ネットの掲示板や知恵袋を見ると、以下のような無責任な言葉が並んでいます。


 

女子だから就職できなくても大丈夫でしょ!

 

適当にバイトでもして、結婚すれば何とかなるよ!


こうした言葉に少しだけ救われる…。その気持ちはよく分かります。しかし、本当に「何とかなる」のでしょうか。

結論からお伝えすると、「女性だから」という理由で非正規雇用で働き続けるのは、将来の選択肢を狭めてしまうリスクをはらんでいます。

この記事では、過去に採用担当として数百人の若者と面接をしてきた経験と、公的なデータに基づき、安易な選択に潜む「リアルな現実」を解説します。


今の迷いを断ち切り、自分らしい人生を歩み始めるための「ネクストステップ」もご提案します。


就職できなかった女子、焦る日々と「何とかなる」という声

就活に失敗し、「これから先、どうすればいいんだろう…」と将来への不安を抱えているのは、決してあなただけではありません。


まずは、あなたの周りにあふれる「声」と、心の中にある「本音」を整理してみましょう。


「女子だから大丈夫」という言葉の裏にある優しい残酷さ

冒頭でも取り上げた「女子だから大丈夫」という言葉。


一見すると、傷ついたあなたを気遣う優しい言葉に聞こえます。


しかし、この言葉をそのまま受け入れてしまうのは、将来的にリスクとなって返ってくる可能性があります。

「結婚すれば大丈夫」に潜む3つのリスク
  • 出会いの格差
    正社員として働く男性の多くは、同じく正社員として働く女性をパートナーに選ぶ傾向があります。
  • 立場的な弱さ
    経済力がないまま結婚すると、家庭内での発言力が弱くなり、我慢を強いられる可能性が高まります。
  • 万一の備え
    パートナーの病気やリストラ、離婚などの想定外が起きた時、自分自身の生活を守る術がありません。

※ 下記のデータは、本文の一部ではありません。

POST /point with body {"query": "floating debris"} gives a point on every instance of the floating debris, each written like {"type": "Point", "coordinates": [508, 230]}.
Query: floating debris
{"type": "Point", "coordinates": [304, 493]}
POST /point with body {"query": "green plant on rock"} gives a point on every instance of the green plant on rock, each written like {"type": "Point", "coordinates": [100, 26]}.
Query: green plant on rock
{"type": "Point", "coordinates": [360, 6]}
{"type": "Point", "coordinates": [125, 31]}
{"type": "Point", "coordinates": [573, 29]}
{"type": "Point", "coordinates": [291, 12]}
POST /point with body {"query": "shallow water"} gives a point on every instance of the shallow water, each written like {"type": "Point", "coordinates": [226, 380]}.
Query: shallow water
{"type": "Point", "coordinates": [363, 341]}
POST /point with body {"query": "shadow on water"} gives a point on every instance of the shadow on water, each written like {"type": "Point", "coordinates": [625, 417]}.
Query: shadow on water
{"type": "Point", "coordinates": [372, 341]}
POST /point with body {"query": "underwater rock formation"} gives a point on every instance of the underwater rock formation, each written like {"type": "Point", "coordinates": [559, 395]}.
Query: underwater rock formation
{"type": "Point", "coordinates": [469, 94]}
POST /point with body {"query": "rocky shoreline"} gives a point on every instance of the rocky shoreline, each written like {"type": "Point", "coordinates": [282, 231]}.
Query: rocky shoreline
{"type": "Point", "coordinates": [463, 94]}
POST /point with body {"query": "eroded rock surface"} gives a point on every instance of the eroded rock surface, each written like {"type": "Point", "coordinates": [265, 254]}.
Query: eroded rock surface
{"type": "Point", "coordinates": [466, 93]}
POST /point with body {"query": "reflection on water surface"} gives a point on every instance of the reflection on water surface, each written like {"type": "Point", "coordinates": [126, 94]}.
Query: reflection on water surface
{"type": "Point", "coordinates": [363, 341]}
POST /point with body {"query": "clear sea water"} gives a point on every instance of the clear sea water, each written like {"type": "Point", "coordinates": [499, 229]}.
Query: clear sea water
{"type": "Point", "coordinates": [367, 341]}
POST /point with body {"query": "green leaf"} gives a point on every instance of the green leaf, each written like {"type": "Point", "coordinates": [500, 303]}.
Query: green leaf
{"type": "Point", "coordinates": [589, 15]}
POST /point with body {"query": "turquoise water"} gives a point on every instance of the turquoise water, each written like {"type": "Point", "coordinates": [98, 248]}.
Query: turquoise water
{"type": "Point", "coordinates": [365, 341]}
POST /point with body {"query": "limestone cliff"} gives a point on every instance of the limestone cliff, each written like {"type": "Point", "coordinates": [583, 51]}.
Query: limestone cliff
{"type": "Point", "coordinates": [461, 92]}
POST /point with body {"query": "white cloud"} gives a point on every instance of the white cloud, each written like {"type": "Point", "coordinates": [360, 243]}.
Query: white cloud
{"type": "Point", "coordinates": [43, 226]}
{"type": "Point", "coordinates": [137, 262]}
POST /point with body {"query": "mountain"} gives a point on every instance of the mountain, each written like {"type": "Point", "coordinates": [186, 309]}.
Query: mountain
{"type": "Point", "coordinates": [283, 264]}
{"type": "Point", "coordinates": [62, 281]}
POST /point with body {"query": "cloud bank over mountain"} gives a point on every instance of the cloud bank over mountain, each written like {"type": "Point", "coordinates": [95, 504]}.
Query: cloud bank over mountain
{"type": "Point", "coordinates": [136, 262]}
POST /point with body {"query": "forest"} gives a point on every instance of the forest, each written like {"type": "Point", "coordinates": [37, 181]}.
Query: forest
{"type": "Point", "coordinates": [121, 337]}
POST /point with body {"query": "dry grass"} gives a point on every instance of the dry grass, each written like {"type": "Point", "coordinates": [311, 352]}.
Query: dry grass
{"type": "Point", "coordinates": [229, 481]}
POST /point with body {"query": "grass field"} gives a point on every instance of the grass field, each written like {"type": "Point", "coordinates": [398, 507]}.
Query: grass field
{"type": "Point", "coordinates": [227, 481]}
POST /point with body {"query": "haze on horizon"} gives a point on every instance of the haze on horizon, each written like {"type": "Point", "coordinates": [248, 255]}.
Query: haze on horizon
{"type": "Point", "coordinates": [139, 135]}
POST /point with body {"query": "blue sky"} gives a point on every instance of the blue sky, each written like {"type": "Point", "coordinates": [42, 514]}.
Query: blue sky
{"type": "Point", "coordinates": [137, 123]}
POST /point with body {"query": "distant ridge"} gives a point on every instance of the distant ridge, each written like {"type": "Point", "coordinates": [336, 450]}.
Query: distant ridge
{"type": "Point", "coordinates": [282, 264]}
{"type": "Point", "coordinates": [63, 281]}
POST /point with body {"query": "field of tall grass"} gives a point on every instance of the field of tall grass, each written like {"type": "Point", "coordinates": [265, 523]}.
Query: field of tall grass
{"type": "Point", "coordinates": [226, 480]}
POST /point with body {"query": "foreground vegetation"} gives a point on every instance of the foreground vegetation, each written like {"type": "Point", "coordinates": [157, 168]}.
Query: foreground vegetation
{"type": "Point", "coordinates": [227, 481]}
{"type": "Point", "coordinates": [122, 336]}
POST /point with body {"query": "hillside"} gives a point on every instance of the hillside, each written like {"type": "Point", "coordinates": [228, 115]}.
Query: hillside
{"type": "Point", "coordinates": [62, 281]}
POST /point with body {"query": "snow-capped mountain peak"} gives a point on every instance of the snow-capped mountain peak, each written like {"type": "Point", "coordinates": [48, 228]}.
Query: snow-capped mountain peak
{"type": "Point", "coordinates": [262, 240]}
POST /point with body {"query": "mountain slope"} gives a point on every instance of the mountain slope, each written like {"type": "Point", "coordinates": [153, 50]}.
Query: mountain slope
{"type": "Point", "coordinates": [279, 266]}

「女子だから大丈夫」という言葉は、あなたの可能性を信じ、キャリアを応援することを放棄した「優しい残酷さ」を含んでいるのです。


アルバイト生活で募る、親への申し訳なさと将来への漠然とした不安

周囲の優しい言葉とは裏腹に、あなた自身は強い「不安」や「迷い」を抱えているのではないでしょうか。


 

周りは「何とかなる」って言うけど、本当にこのままでいいのかな?

 

親の優しさに甘えちゃってるけど、いつまでもこのままじゃダメだよね…


でも、焦る気持ちとは裏腹に、一度失敗した就活に再度向き合うのは、簡単ではないですよね。

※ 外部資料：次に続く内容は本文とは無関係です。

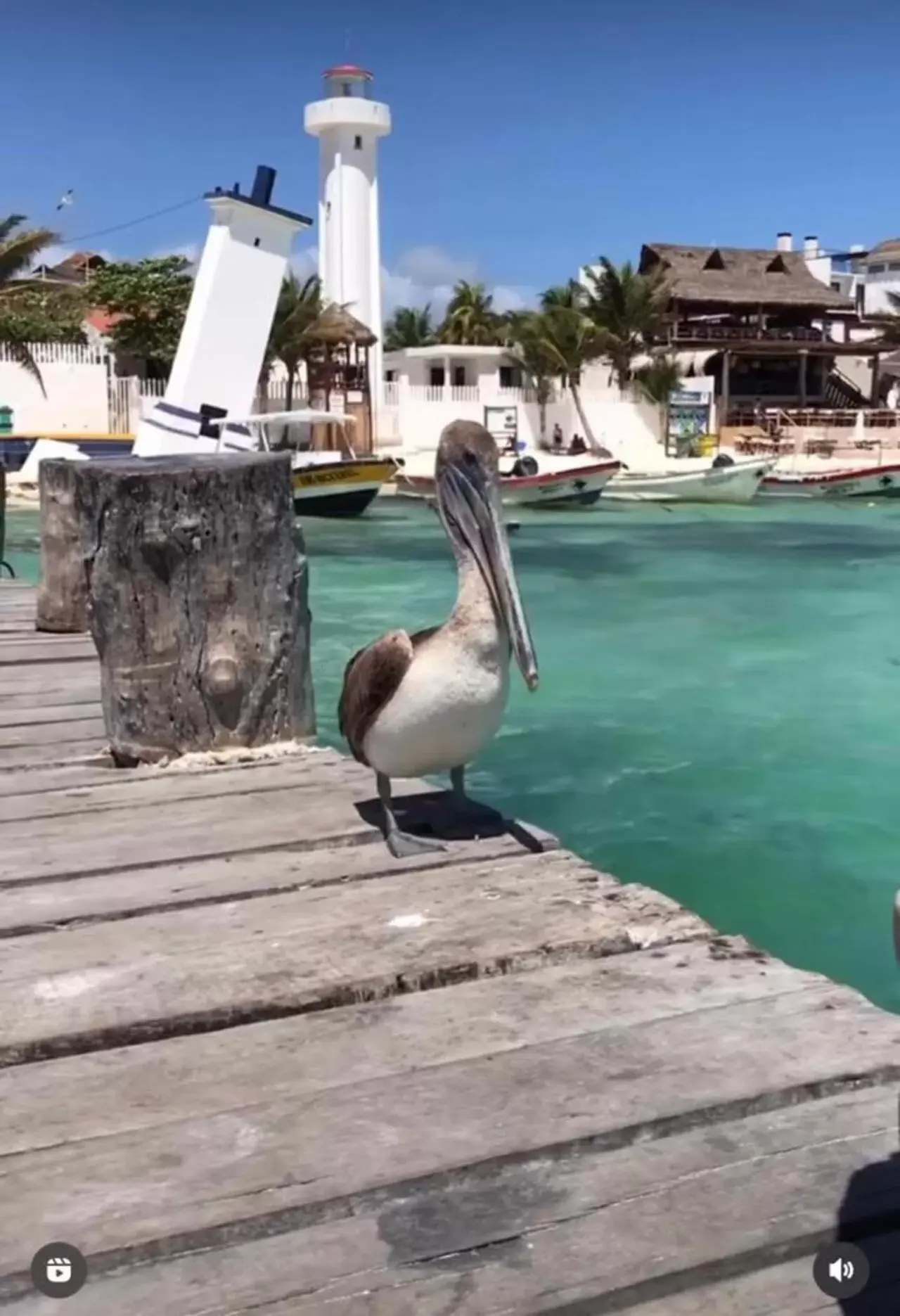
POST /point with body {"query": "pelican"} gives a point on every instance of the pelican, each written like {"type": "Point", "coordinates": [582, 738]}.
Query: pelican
{"type": "Point", "coordinates": [415, 704]}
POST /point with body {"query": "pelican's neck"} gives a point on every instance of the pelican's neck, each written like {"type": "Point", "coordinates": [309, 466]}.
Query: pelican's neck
{"type": "Point", "coordinates": [474, 613]}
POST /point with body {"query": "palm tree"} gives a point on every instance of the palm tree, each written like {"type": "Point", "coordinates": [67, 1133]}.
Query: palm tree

だからこそ、まずは焦らずに「非正規のままでいることのリアルな将来」を一緒に確認してみましょう。

結婚への「逃げ切り」が通用しない3つの厳しい現実

一昔前であれば、結婚への「逃げ切り」も一つの選択肢だったかもしれません。

しかし、今の時代において「結婚だけに将来を委ねる選択は、リスクが高まりやすい生き方」と言わざるを得ません。

厳しい内容かもしれませんが、あなたの今後の人生を守るために知っておいてほしい「3つの現実」をお伝えします。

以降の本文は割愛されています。